Feisty House hearing portends more battles over consolidation
Politicians and healthcare leaders don’t agree on much about the root causes and problems with consolidation in the healthcare sector. More congressional hearings are likely to inflame the debate.
The House Judiciary Committee’s Antitrust Subcommittee held a meeting last week on the state of competition among hospitals, doctors and insurance companies since the Affordable Care Act’s passage. The rancorous gathering built up anticipation of a Sept. 22 Senate hearing—one in which the CEOs of Aetna, Anthem, Cigna Corp. and Humana are expected to testify.
But outside observers don’t foresee congressional grandstanding influencing how the Justice Department evaluates pending deals. “What the enforcement agencies do with mergers is rarely affected by what goes in Congress,” said Lee Simowitz, a partner at Baker & Hostetler who focuses on antitrust law. “These are hearings where people are going to use them for their own purposes.”
Congress decided to examine mergers and acquisitions in the healthcare industry because of the massive deals announced this summer. Anthem is buying rival Cigna for $54 billion, while Aetna is acquiring Medicare Advantage powerhouse Humana for $37 billion.
Healthcare transactions were happening well before these deals and well before the ACA went into effect, said Thomas Greaney, a law professor at St. Louis University, and Dr. Scott Gottlieb, a fellow at the conservative American Enterprise Institute. Gottlieb argued that the ACA has “hastened” these deals, but Greaney said it was wrong to draw a causal relationship. The healthcare reform law depends on new forms of competition among providers and insurers, not monopolies and oligopolies, he said.
American Hospital Association CEO Rick Pollack defended the transactions among his group’s members. The ACA’s shift toward value-based payments and care coordination is good for the broader delivery system, he said, but not all hospitals can get there alone.
“Many small, stand-alone and rural hospitals are particularly in need of partners,” Pollack said. “The cost of acquiring and maintaining electronic health records … can tip the financial balance of these organizations.”
In prepared testimony, Pollack and others said the pending health insurance acquisitions pose a bigger threat to consumers and healthcare costs. Pollack said the deals “appear motivated by top-line profits.”
Aetna and Anthem have expressed confidence that the government will approve their bids, although both companies may have to divest some health plans in overly concentrated markets.
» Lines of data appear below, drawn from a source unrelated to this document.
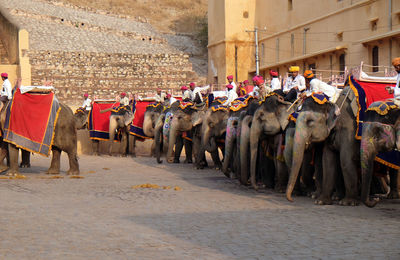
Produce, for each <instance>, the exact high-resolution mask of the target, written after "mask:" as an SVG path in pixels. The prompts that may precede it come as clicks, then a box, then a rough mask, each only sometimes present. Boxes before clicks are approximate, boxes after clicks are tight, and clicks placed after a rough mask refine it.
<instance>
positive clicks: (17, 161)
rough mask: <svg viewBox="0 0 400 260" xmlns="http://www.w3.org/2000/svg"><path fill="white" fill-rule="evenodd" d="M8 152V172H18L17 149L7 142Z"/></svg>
mask: <svg viewBox="0 0 400 260" xmlns="http://www.w3.org/2000/svg"><path fill="white" fill-rule="evenodd" d="M8 153H9V157H10V169H9V171H8V173H10V174H14V173H19V170H18V155H19V149H18V148H17V147H16V146H15V145H13V144H8Z"/></svg>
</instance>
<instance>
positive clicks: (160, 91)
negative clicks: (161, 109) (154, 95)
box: [154, 88, 166, 103]
mask: <svg viewBox="0 0 400 260" xmlns="http://www.w3.org/2000/svg"><path fill="white" fill-rule="evenodd" d="M165 97H166V95H165V93H164V92H162V90H161V89H160V88H157V94H156V95H155V97H154V99H155V100H156V102H160V103H164V99H165Z"/></svg>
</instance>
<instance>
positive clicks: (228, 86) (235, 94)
mask: <svg viewBox="0 0 400 260" xmlns="http://www.w3.org/2000/svg"><path fill="white" fill-rule="evenodd" d="M226 89H227V90H228V99H227V100H226V101H225V102H224V106H230V105H231V103H232V101H234V100H235V99H237V98H238V96H237V93H236V91H233V86H232V85H231V84H228V85H226Z"/></svg>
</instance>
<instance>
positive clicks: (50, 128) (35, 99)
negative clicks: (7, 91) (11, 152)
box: [3, 88, 61, 156]
mask: <svg viewBox="0 0 400 260" xmlns="http://www.w3.org/2000/svg"><path fill="white" fill-rule="evenodd" d="M60 110H61V107H60V104H59V102H58V100H57V98H56V97H55V95H54V93H53V92H46V93H40V94H39V95H38V94H33V93H24V94H22V93H21V90H20V89H19V88H18V89H17V90H16V91H15V93H14V95H13V98H12V100H11V101H10V102H9V104H8V106H7V108H6V119H5V124H4V133H3V137H4V139H3V140H4V141H5V142H8V143H12V144H15V145H16V146H17V147H19V148H22V149H24V150H28V151H30V152H33V153H38V154H41V155H45V156H49V154H50V151H51V146H52V144H53V137H54V129H55V126H56V124H57V119H58V115H59V113H60Z"/></svg>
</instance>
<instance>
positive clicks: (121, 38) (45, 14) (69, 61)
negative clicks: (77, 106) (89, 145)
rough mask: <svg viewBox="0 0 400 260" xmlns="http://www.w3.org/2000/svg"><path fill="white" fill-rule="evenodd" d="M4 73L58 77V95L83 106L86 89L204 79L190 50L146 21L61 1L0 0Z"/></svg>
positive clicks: (105, 95)
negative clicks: (190, 58)
mask: <svg viewBox="0 0 400 260" xmlns="http://www.w3.org/2000/svg"><path fill="white" fill-rule="evenodd" d="M0 39H1V41H0V63H1V64H0V71H1V72H8V74H9V75H10V76H9V78H10V80H11V82H15V79H16V78H17V77H19V78H22V84H23V85H41V84H43V82H44V81H50V82H52V84H53V85H54V87H55V88H56V94H57V96H58V98H59V99H60V100H61V101H63V102H66V103H68V104H71V105H77V104H80V103H81V101H82V93H84V92H88V93H89V95H90V96H92V97H97V98H114V97H115V96H116V95H118V93H120V92H128V93H141V94H143V95H146V94H149V93H154V92H155V89H156V88H162V89H164V90H166V91H171V90H177V89H178V87H179V86H180V85H182V84H187V83H188V82H190V81H193V80H196V79H197V78H198V75H197V74H196V73H195V72H194V71H193V70H192V64H191V63H190V61H189V56H188V54H186V53H184V52H182V51H180V50H178V49H177V48H175V47H173V46H172V45H170V44H169V42H168V40H167V39H166V37H164V35H161V34H159V33H158V32H157V31H155V30H154V29H153V28H152V26H151V25H150V24H148V23H146V22H142V21H137V20H135V19H133V18H129V17H123V16H118V15H111V14H105V13H100V12H98V11H96V10H86V9H81V8H78V7H75V6H69V5H65V4H62V3H60V2H57V1H43V0H18V1H15V0H0Z"/></svg>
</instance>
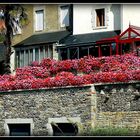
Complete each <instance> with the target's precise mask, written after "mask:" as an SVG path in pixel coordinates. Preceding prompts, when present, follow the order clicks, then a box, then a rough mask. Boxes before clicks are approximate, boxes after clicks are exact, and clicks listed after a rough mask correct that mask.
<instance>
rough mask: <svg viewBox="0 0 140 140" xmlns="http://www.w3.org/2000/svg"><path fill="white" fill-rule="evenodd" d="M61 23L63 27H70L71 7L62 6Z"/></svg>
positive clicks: (61, 26)
mask: <svg viewBox="0 0 140 140" xmlns="http://www.w3.org/2000/svg"><path fill="white" fill-rule="evenodd" d="M60 10H61V11H60V23H61V27H65V26H69V7H68V6H61V9H60Z"/></svg>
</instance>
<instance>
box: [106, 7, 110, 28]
mask: <svg viewBox="0 0 140 140" xmlns="http://www.w3.org/2000/svg"><path fill="white" fill-rule="evenodd" d="M109 10H110V9H109V7H107V8H105V26H109Z"/></svg>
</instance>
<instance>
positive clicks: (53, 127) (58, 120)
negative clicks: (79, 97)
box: [46, 117, 82, 136]
mask: <svg viewBox="0 0 140 140" xmlns="http://www.w3.org/2000/svg"><path fill="white" fill-rule="evenodd" d="M80 124H81V119H80V117H72V118H66V117H59V118H49V119H48V123H47V124H46V127H47V130H48V135H50V136H76V135H79V134H80V133H81V129H82V128H81V127H79V125H80Z"/></svg>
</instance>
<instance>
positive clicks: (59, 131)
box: [52, 123, 78, 136]
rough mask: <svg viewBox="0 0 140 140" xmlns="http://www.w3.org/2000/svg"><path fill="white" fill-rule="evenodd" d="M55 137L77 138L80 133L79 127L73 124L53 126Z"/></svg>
mask: <svg viewBox="0 0 140 140" xmlns="http://www.w3.org/2000/svg"><path fill="white" fill-rule="evenodd" d="M52 129H53V136H75V135H77V133H78V127H77V125H76V124H73V123H56V124H52Z"/></svg>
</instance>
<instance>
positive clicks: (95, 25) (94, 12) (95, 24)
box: [91, 9, 96, 29]
mask: <svg viewBox="0 0 140 140" xmlns="http://www.w3.org/2000/svg"><path fill="white" fill-rule="evenodd" d="M91 26H92V29H95V28H96V12H95V9H92V10H91Z"/></svg>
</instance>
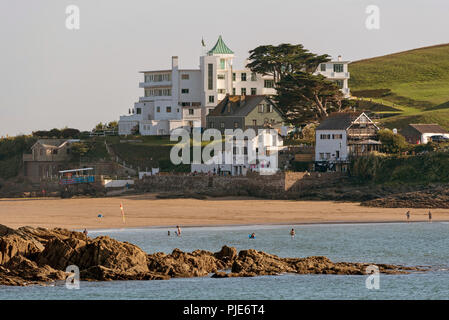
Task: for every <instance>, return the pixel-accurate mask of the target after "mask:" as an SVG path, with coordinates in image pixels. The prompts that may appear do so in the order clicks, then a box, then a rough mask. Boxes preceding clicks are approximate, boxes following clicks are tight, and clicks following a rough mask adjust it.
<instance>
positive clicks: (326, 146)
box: [315, 130, 349, 161]
mask: <svg viewBox="0 0 449 320" xmlns="http://www.w3.org/2000/svg"><path fill="white" fill-rule="evenodd" d="M322 134H330V139H321V135H322ZM333 134H334V135H335V134H342V139H333V138H332V135H333ZM315 141H316V144H315V161H325V160H330V161H335V160H337V159H336V151H337V150H338V151H339V152H340V157H339V160H346V159H347V158H348V152H349V150H348V146H347V135H346V131H345V130H317V131H316V133H315ZM320 153H324V156H326V153H329V154H330V158H329V159H320Z"/></svg>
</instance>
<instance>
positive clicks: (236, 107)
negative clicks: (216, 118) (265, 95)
mask: <svg viewBox="0 0 449 320" xmlns="http://www.w3.org/2000/svg"><path fill="white" fill-rule="evenodd" d="M264 100H265V101H266V102H267V103H268V104H271V105H272V106H273V110H275V111H276V112H277V113H279V114H281V113H280V112H279V110H277V108H276V106H275V105H274V103H273V102H272V101H271V100H270V99H268V98H267V96H265V95H253V96H230V95H226V97H225V98H224V99H223V100H221V101H220V103H219V104H218V105H217V106H216V107H215V108H214V109H213V110H212V111H210V112H209V114H208V116H212V117H220V116H230V117H245V116H247V115H248V114H249V113H250V112H251V111H253V110H254V108H256V107H257V105H259V104H260V103H261V102H262V101H264Z"/></svg>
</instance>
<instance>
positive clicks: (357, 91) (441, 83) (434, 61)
mask: <svg viewBox="0 0 449 320" xmlns="http://www.w3.org/2000/svg"><path fill="white" fill-rule="evenodd" d="M349 68H350V70H349V71H350V72H351V79H350V80H349V86H350V88H351V91H352V92H355V93H357V92H360V95H362V93H364V92H363V91H366V90H372V91H373V92H375V91H376V90H378V91H379V92H384V94H383V95H382V96H379V97H377V98H373V97H369V98H368V96H366V97H365V99H369V100H372V101H375V102H378V103H382V104H384V105H390V106H392V107H394V108H396V109H399V110H400V113H399V114H398V115H396V116H393V117H388V118H385V119H383V120H382V122H384V124H385V126H386V127H396V128H398V129H400V128H402V127H404V126H406V125H407V124H409V123H438V124H440V125H441V126H443V127H445V128H446V129H449V44H443V45H437V46H432V47H425V48H419V49H414V50H409V51H404V52H399V53H395V54H390V55H386V56H382V57H376V58H371V59H365V60H360V61H356V62H353V63H351V64H350V66H349ZM388 90H389V91H390V92H389V93H387V94H385V92H386V91H388ZM361 97H362V96H361ZM362 98H363V97H362Z"/></svg>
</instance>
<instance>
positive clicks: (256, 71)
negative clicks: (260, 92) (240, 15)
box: [246, 44, 343, 126]
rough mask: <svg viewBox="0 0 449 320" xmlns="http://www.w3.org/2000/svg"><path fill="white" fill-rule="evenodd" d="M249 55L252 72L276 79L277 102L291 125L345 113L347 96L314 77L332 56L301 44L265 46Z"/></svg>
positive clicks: (325, 82) (295, 124) (269, 45)
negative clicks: (337, 113)
mask: <svg viewBox="0 0 449 320" xmlns="http://www.w3.org/2000/svg"><path fill="white" fill-rule="evenodd" d="M249 53H250V57H249V59H250V61H251V62H250V63H248V64H247V65H246V66H247V67H248V68H249V69H250V70H251V71H253V72H256V73H261V74H263V75H271V76H273V80H274V81H275V89H276V91H277V96H276V97H275V101H276V102H277V105H278V107H279V109H280V110H281V111H282V112H283V115H284V118H285V120H286V121H287V122H289V123H291V124H293V125H296V126H303V125H305V124H307V123H308V122H310V121H318V120H320V119H323V118H325V117H327V115H328V114H329V112H331V111H341V110H342V100H343V95H342V94H341V92H340V90H339V88H338V87H337V86H336V84H335V83H334V82H332V81H329V80H327V79H326V78H325V77H323V76H321V75H314V74H313V73H314V72H315V71H316V69H317V68H318V66H319V65H320V64H321V63H325V62H327V61H330V57H329V55H327V54H324V55H316V54H314V53H311V52H309V51H308V50H307V49H305V48H304V47H303V45H301V44H297V45H291V44H281V45H279V46H272V45H264V46H259V47H257V48H255V49H253V50H251V51H250V52H249Z"/></svg>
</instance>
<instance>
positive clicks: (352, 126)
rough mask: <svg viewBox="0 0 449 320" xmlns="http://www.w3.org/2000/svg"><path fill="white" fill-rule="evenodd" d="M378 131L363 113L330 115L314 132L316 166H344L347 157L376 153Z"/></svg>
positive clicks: (374, 125)
mask: <svg viewBox="0 0 449 320" xmlns="http://www.w3.org/2000/svg"><path fill="white" fill-rule="evenodd" d="M378 130H379V128H378V127H377V126H376V125H375V124H374V122H373V121H372V120H371V119H370V118H369V117H368V116H367V115H366V114H365V113H363V112H338V113H333V114H331V115H329V117H327V118H326V119H325V120H323V121H322V122H321V124H320V125H319V126H318V127H317V128H316V129H315V164H316V165H318V166H329V164H330V163H331V164H336V163H344V162H347V161H348V158H349V156H351V155H352V156H360V155H364V154H367V153H369V152H371V151H378V150H379V147H380V145H381V143H380V142H379V141H378V140H377V131H378Z"/></svg>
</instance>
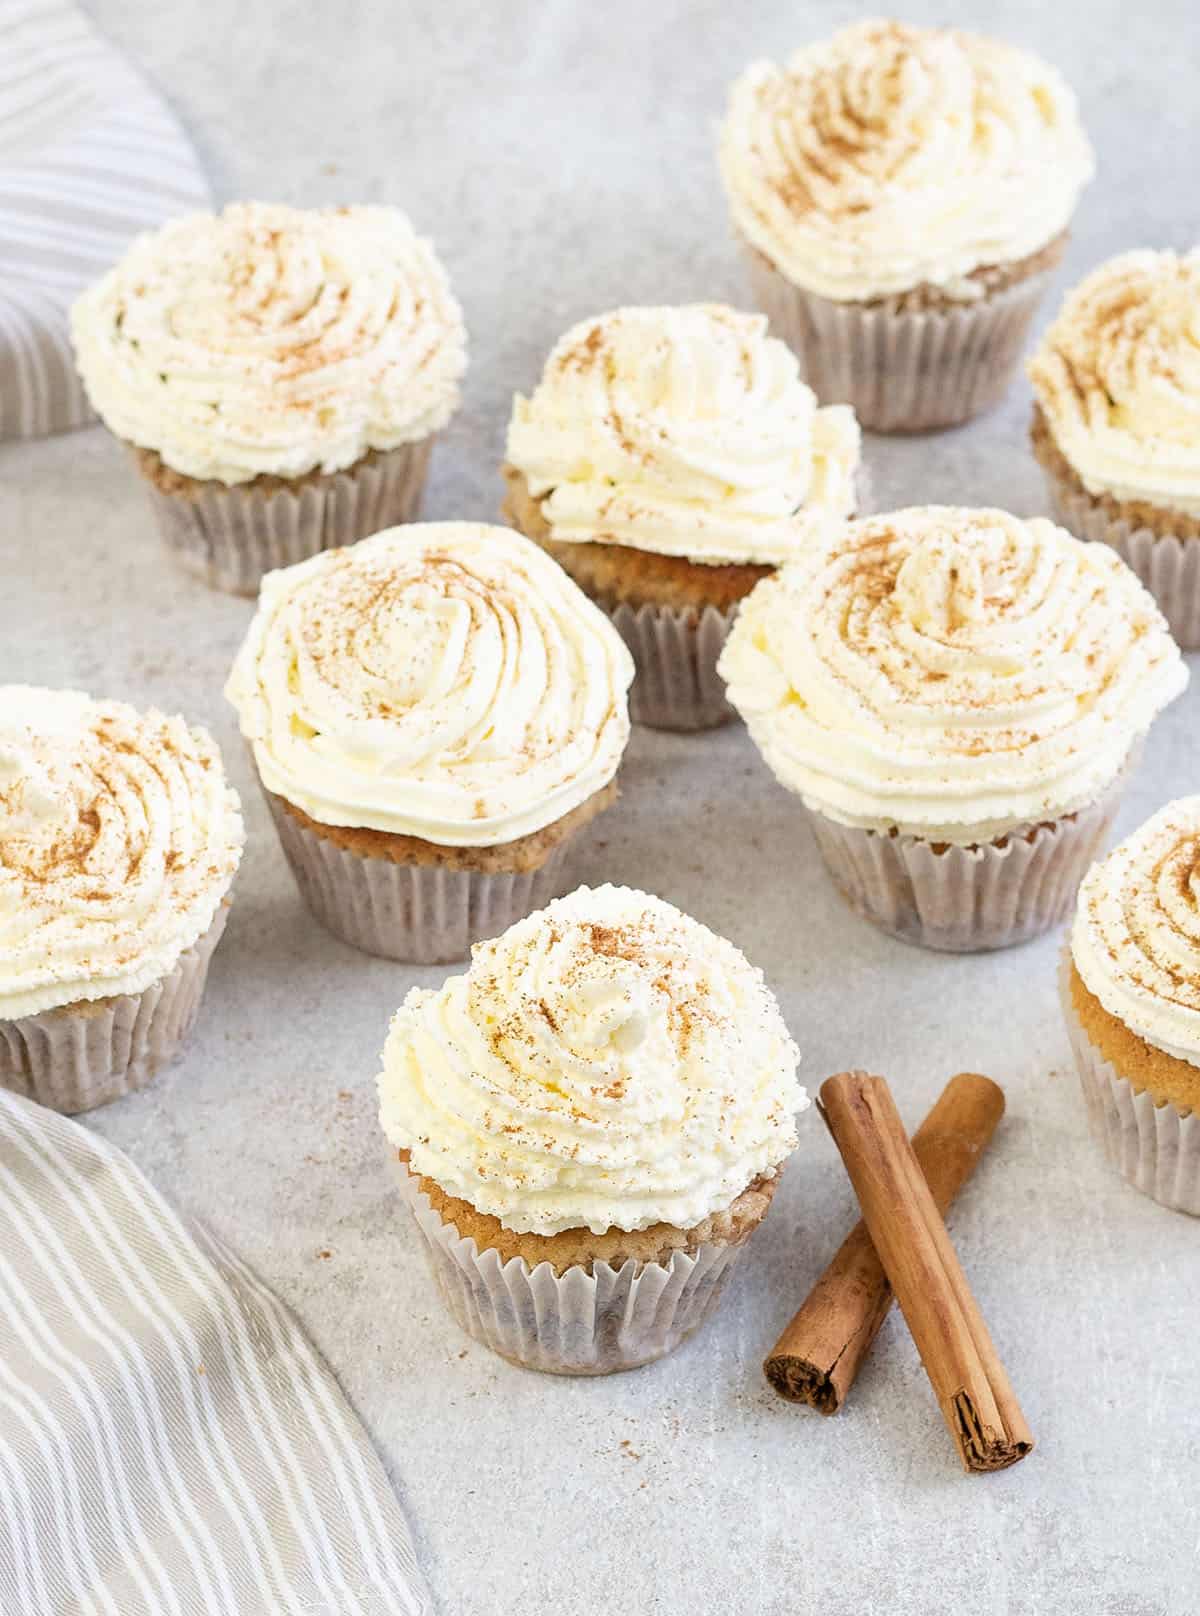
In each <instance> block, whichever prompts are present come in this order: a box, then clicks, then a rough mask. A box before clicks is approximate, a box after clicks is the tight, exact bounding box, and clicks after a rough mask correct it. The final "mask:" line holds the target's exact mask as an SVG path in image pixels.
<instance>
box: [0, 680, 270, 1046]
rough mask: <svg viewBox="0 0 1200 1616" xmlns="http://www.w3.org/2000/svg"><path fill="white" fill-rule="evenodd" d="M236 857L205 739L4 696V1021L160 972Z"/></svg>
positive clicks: (194, 940) (237, 810)
mask: <svg viewBox="0 0 1200 1616" xmlns="http://www.w3.org/2000/svg"><path fill="white" fill-rule="evenodd" d="M241 856H242V816H241V808H239V803H237V793H236V792H234V790H233V787H229V785H226V781H224V771H223V768H221V755H220V753H218V750H216V745H215V743H213V740H212V737H210V735H208V732H207V730H203V729H192V727H191V726H189V724H186V722H184V721H183V719H181V718H166V716H165V714H163V713H155V711H150V713H136V711H134V709H132V708H129V706H124V703H123V701H92V698H90V696H86V695H82V693H81V692H78V690H39V688H37V687H36V685H0V1020H5V1021H11V1020H18V1018H19V1016H26V1015H36V1013H37V1012H40V1010H50V1008H53V1007H55V1005H68V1004H76V1002H78V1000H81V999H108V997H113V995H116V994H139V992H142V989H145V987H149V986H150V984H152V983H155V981H158V979H160V978H163V976H166V974H168V973H170V971H171V970H174V966H176V963H178V960H179V955H181V953H183V952H184V950H186V949H191V945H192V944H194V942H197V941H199V939H200V937H202V936H203V932H207V931H208V928H210V926H212V923H213V918H215V915H216V910H218V907H220V903H221V898H223V897H224V894H226V892H228V889H229V882H231V881H233V877H234V873H236V869H237V863H239V860H241Z"/></svg>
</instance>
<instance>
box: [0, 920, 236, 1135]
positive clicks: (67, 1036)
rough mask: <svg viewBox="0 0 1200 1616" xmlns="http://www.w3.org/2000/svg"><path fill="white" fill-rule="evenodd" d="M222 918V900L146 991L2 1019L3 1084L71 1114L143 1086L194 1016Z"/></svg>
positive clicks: (26, 1095) (38, 1101) (1, 1066)
mask: <svg viewBox="0 0 1200 1616" xmlns="http://www.w3.org/2000/svg"><path fill="white" fill-rule="evenodd" d="M224 918H226V905H221V908H220V910H218V911H216V918H215V920H213V923H212V926H210V928H208V931H207V932H205V934H203V937H200V939H199V942H195V944H192V947H191V949H186V950H184V952H183V953H181V955H179V960H178V963H176V966H174V970H173V971H170V973H168V974H166V976H163V978H162V979H160V981H157V983H152V984H150V986H149V987H145V989H144V991H142V992H141V994H121V995H118V997H116V999H99V1000H95V1002H94V1004H87V1002H81V1004H74V1005H63V1007H61V1008H55V1010H42V1012H40V1013H39V1015H27V1016H21V1018H19V1020H16V1021H0V1088H5V1089H11V1091H13V1092H16V1094H23V1096H24V1097H26V1099H32V1100H37V1102H39V1105H48V1107H50V1110H57V1112H65V1113H66V1115H68V1117H69V1115H74V1113H76V1112H86V1110H95V1107H97V1105H107V1104H108V1100H115V1099H120V1097H121V1096H123V1094H132V1092H134V1089H144V1088H145V1084H147V1083H150V1079H152V1078H153V1076H155V1073H157V1071H158V1070H160V1068H162V1067H165V1065H166V1063H168V1062H171V1060H173V1058H174V1057H176V1055H178V1054H179V1049H181V1046H183V1042H184V1039H186V1037H187V1034H189V1033H191V1029H192V1025H194V1023H195V1016H197V1012H199V1008H200V999H202V997H203V986H205V981H207V978H208V962H210V960H212V955H213V949H215V947H216V944H218V942H220V939H221V932H223V931H224Z"/></svg>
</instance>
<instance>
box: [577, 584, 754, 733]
mask: <svg viewBox="0 0 1200 1616" xmlns="http://www.w3.org/2000/svg"><path fill="white" fill-rule="evenodd" d="M606 611H607V614H609V617H610V619H612V624H614V627H615V629H617V632H619V633H620V637H622V640H623V642H625V645H628V648H630V651H631V654H633V661H635V664H636V669H638V672H636V677H635V680H633V688H631V690H630V718H631V719H633V722H635V724H648V726H649V727H651V729H683V730H690V729H715V727H717V724H728V722H730V719H733V718H736V713H735V711H733V708H732V706H730V705H728V701H727V700H725V682H724V680H722V679H720V677H719V675H717V658H719V656H720V651H722V646H724V645H725V640H727V637H728V632H730V629H732V627H733V617H735V616H736V606H735V608H732V609H730V611H717V608H715V606H706V608H704V611H703V612H699V614H696V612H694V611H686V609H682V608H675V606H638V608H633V606H623V604H622V606H610V608H606Z"/></svg>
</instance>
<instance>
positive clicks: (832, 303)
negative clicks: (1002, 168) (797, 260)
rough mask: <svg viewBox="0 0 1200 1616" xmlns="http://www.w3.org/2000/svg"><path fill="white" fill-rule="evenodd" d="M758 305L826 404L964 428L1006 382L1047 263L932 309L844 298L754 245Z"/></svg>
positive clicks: (1006, 388) (888, 430) (1020, 344)
mask: <svg viewBox="0 0 1200 1616" xmlns="http://www.w3.org/2000/svg"><path fill="white" fill-rule="evenodd" d="M746 257H748V262H749V271H751V280H753V286H754V297H756V301H757V305H759V307H761V309H762V310H764V314H766V315H767V318H769V322H770V326H772V330H774V335H775V336H782V338H783V339H785V341H787V343H788V346H790V347H791V349H793V351H795V354H796V357H798V359H799V367H801V372H803V375H804V380H806V381H808V385H809V386H811V388H812V391H814V393H816V394H817V398H819V401H820V402H822V404H853V406H854V412H856V415H858V419H859V422H861V423H862V425H864V427H867V428H869V430H871V431H929V430H932V428H935V427H958V425H961V423H963V422H966V420H971V419H972V417H974V415H979V414H982V412H984V410H985V409H992V406H993V404H998V402H1000V399H1001V398H1003V396H1005V393H1006V391H1008V385H1009V381H1011V380H1013V375H1014V372H1016V367H1017V362H1019V359H1021V352H1022V349H1024V344H1026V336H1027V335H1029V326H1030V322H1032V318H1034V312H1035V309H1037V305H1038V302H1040V301H1042V294H1043V292H1045V288H1047V283H1048V280H1050V273H1048V271H1040V273H1037V275H1030V276H1029V278H1027V280H1024V281H1019V283H1017V284H1014V286H1009V288H1006V289H1005V291H1000V292H992V294H990V296H985V297H982V299H980V301H979V302H974V304H964V305H963V307H959V309H948V310H929V312H925V314H896V312H895V310H892V309H888V307H885V305H883V307H872V305H869V304H841V302H833V301H832V299H830V297H819V296H816V294H814V292H808V291H804V289H803V288H799V286H795V284H793V283H791V281H788V280H787V276H783V275H780V273H778V270H775V268H774V265H770V263H769V262H767V260H766V259H764V257H762V255H761V254H759V252H754V250H753V249H748V252H746Z"/></svg>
Insurers have more broadly argued that competition among health plans occurs locally.
“The bottom line is that consolidation should be looked at on a case-bycase basis,” said Dan Durham, executive vice president at America’s Health Insurance Plans, the lobbying group for insurers.
Durham charged that hospital consolidation is driving higher healthcare prices. Pollack fired back that AHIP relies on “old” and “incomplete” data, noting that recent hospital price growth has been historically low.
However, a body of research shows that hospital and health insurer mergers rarely lead to significantly lower prices for patients. Insurance mergers that try to keep up with the growing size of local health systems should not be viewed favorably by the government, Greaney said. He called this defense the “sumo wrestler theory” and said it’s a fallacy to think dominant insurers bargaining with dominant hospitals make the industry more competitive.
“Sometimes we find out that the sumo wrestlers would rather shake hands than compete,” Greaney said.
Small and mid- size physician practices are often caught in the middle as hospitals and payers spar over market share. Dr. Barbara McAneny, a board trustee at the American Medical Association and a practicing oncologist, said the ACA “provides meaningful opportunities for physicians to compete and improve quality, but it is not yet clear whether continuing barriers to market entry can be overcome to achieve the underlying goals of the legislation.”
Those barriers, such as strict antitrust parameters and payer negotiation rules for physician practices, have pushed many doctors to pursue salaried jobs at hospitals instead of running their own independent practices. “We don’t believe competition should force physicians to choose employment over self-employment,” McAneny said.
It’s a fallacy to think dominant insurers bargaining with dominant hospitals make the industry more competitive. “Sometimes we find out that the sumo wrestlers would rather shake hands than compete.”